El triunfo de De la Espriella se definió por un margen mínimo del 0,96% de los votos sobre Iván Cepeda en la segunda vuelta del pasado 21 de junio, lo que ha dejado un clima de polarización extrema y una transición que diversos analistas califican como una de las más tensas de las últimas décadas. En las semanas posteriores a los comicios, se han multiplicado las denuncias de intentos de golpe de Estado, así como las movilizaciones tanto del oficialismo como de la oposición. Petro, en un mensaje a la ciudadanía, ha convocado a movilizarse el mismo 7 de agosto para defender las reformas sociales que impulsó durante su gestión, mientras que Cepeda ha advertido que promoverá una “desobediencia civil pacífica” si el nuevo gobierno no responde a cuatro exigencias clave: aclarar la doble nacionalidad del presidente electo, investigar eventuales vínculos con agencias de seguridad extranjeras, garantizar la protección judicial de Petro y asegurar los derechos de la oposición.
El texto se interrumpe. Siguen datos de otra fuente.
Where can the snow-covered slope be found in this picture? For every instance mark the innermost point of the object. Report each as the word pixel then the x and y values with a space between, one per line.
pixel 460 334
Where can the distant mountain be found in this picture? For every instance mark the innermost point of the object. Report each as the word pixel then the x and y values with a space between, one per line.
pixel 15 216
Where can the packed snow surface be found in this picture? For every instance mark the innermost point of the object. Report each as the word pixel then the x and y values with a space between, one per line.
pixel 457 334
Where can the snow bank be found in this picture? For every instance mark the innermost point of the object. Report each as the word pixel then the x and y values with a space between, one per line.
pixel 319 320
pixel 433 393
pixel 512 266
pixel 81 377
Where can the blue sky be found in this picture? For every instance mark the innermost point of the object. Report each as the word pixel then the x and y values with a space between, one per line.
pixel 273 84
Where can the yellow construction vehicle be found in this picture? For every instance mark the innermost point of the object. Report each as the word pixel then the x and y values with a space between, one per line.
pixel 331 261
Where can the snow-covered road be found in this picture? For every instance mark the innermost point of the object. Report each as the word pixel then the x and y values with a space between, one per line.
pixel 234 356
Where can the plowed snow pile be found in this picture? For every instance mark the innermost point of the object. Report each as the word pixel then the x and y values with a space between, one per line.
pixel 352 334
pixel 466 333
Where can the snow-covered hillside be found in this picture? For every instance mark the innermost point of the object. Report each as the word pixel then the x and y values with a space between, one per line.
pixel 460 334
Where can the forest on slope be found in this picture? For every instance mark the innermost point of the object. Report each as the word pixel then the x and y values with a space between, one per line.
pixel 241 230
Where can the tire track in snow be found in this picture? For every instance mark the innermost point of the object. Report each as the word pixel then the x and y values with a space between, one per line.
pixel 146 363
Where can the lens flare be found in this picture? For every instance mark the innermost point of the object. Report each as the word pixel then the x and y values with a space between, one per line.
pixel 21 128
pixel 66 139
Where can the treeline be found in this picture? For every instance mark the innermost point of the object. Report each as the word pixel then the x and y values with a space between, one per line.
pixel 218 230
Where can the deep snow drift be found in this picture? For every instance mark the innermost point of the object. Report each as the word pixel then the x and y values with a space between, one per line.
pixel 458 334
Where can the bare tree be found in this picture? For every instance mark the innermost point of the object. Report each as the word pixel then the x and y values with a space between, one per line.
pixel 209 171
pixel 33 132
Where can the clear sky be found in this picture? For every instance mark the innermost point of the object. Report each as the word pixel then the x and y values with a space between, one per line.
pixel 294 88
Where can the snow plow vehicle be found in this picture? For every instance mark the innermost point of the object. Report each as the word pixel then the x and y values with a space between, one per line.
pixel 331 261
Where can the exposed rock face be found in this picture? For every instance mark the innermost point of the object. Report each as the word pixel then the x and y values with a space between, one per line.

El pulso por la sede de la investidura

La discusión sobre el lugar de la transmisión de mando ha escalado a un debate institucional de gran calado. De la Espriella, quien busca reforzar sus vínculos con las Fuerzas Armadas desde el primer día de su gobierno, insiste en que el acto se realice en una guarnición militar fuera de Bogotá. Sin embargo, cualquier cambio en la sede requiere la aprobación formal del Congreso mediante una proposición que podrá iniciarse el próximo 20 de julio, cuando se instale el nuevo legislativo. Ante este escenario, el presidente electo explora alternativas, como una sesión virtual del Congreso o que los legisladores se desplacen a una instalación militar.

«Loquitos»

Abelardo de la Espriella, presidente electo de Colombia

Con esa contundente expresión, De la Espriella se refirió a quienes impulsan acciones de desobediencia civil, y aseguró que cualquier hecho violento será enfrentado con toda la fuerza del Estado. Mientras tanto, la incertidumbre sobre si la ceremonia se desarrollará en el Capitolio, en un cuartel militar o de manera virtual mantiene en vilo a un país que espera con atención los próximos movimientos políticos y legislativos, en medio de una transición que promete definir el rumbo de Colombia para los siguientes cuatro años.